Experts say that the current generation of children may be the first to not live as long as their parents (Source). But it's not too late to make a change.

Live It, Change It

The Live It, Change It movement in Arizona is asking African Americans to take charge of their personal health and consider what may be passed down to future generations.

It's a message that transcends state lines and is something that everyone should consider – the choices that you make about your health influence your children, your siblings, your nieces and nephews. Change starts with you.

Health Insurance

If a lack of health insurance prevents you from going to the doctor, look into your options. You might quality for Medicaid, Child Health Plus (for children under 19) or Family Health Plus (for adults between ages 19 and 64 who do not qualify for Medicaid).

You can also buy private insurance or receive healthcare services from organizations that provide care at a reduced cost. Our Healthcare Assistance Program allows eligible individuals to receive healthcare at a Catholic Health facility at no charge or at a reduced cost.

Click here to learn about your options.

Free Screenings

According to the New York State Department of Health, African Americans are less likely to be screened for cancer and other health issues.

Attend one of our free health screenings to find out if you're at risk for high cholesterol, high blood pressure or diabetes. You'll have the opportunity to speak to a registered nurse about ways to live healthier and any health issues or concerns.

Healthy Eating

While eating a bag of chips in front of the TV or stopping at the McDonalds drive thru may be a quick fix for your hunger, your health and appearance will suffer from those decisions down the road. Shop for fresh produce and vegetables at your local grocery store or farmer's market.Make a weekly menu before you shop to make sure that you stay on track.
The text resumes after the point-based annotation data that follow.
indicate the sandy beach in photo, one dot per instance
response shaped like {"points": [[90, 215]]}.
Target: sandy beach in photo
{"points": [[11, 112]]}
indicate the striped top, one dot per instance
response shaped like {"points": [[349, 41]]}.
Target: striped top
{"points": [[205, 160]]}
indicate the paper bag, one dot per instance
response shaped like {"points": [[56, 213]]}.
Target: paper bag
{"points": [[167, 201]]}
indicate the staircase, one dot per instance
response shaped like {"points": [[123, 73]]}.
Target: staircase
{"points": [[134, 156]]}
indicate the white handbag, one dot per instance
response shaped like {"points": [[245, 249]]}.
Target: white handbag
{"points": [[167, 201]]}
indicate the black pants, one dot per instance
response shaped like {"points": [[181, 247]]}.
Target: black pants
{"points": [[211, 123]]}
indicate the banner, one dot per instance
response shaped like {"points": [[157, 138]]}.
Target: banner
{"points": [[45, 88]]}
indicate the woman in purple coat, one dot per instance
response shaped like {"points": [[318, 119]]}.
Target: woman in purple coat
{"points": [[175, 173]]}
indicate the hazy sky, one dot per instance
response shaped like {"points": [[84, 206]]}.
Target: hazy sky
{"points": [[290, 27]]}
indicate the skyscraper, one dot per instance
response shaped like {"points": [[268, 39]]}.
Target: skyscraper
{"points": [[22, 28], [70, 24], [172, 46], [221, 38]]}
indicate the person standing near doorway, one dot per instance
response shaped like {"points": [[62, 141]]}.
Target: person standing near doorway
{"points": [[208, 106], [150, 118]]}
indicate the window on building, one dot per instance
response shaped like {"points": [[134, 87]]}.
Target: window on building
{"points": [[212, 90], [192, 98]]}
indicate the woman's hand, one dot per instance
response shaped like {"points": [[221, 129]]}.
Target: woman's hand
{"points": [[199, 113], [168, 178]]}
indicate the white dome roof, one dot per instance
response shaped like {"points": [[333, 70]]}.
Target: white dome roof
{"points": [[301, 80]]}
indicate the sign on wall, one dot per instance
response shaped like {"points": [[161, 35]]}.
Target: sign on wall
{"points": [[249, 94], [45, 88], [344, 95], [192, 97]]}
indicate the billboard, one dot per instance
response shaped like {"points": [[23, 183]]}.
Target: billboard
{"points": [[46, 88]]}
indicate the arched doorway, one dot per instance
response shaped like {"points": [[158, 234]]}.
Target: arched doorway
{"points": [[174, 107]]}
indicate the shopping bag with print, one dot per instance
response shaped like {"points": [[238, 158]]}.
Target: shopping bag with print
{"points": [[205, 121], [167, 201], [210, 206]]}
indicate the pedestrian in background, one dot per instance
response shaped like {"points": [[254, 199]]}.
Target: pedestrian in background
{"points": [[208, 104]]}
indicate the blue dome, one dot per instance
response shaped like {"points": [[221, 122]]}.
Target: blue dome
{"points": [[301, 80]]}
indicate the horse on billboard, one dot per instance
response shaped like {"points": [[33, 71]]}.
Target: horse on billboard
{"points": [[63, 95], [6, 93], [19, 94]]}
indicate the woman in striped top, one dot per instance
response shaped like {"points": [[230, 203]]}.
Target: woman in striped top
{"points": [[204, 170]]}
Not sure where to start? Click here to learn how to eat healthy on a budget.

Staying Active

Everyone should exercise at least thirty minutes a day. Go for a walk with your kids or spend time at the park.You'll enjoy quality time with your children and burn calories at the same time.

Click here for a list of Buffalo parks and recreation centers.

Don't forget to wear sunscreen!


If you're expecting a baby, sign up for Text4Baby to receive free text messages about pregnancy and child care, up through your baby's first year. Visit to sign up.

By taking care of yourself, you're setting a positive example for your children, siblings and the people around you. Your actions can help to create a healthier, happier community.

What are some ways that you can live a healthier lifestyle?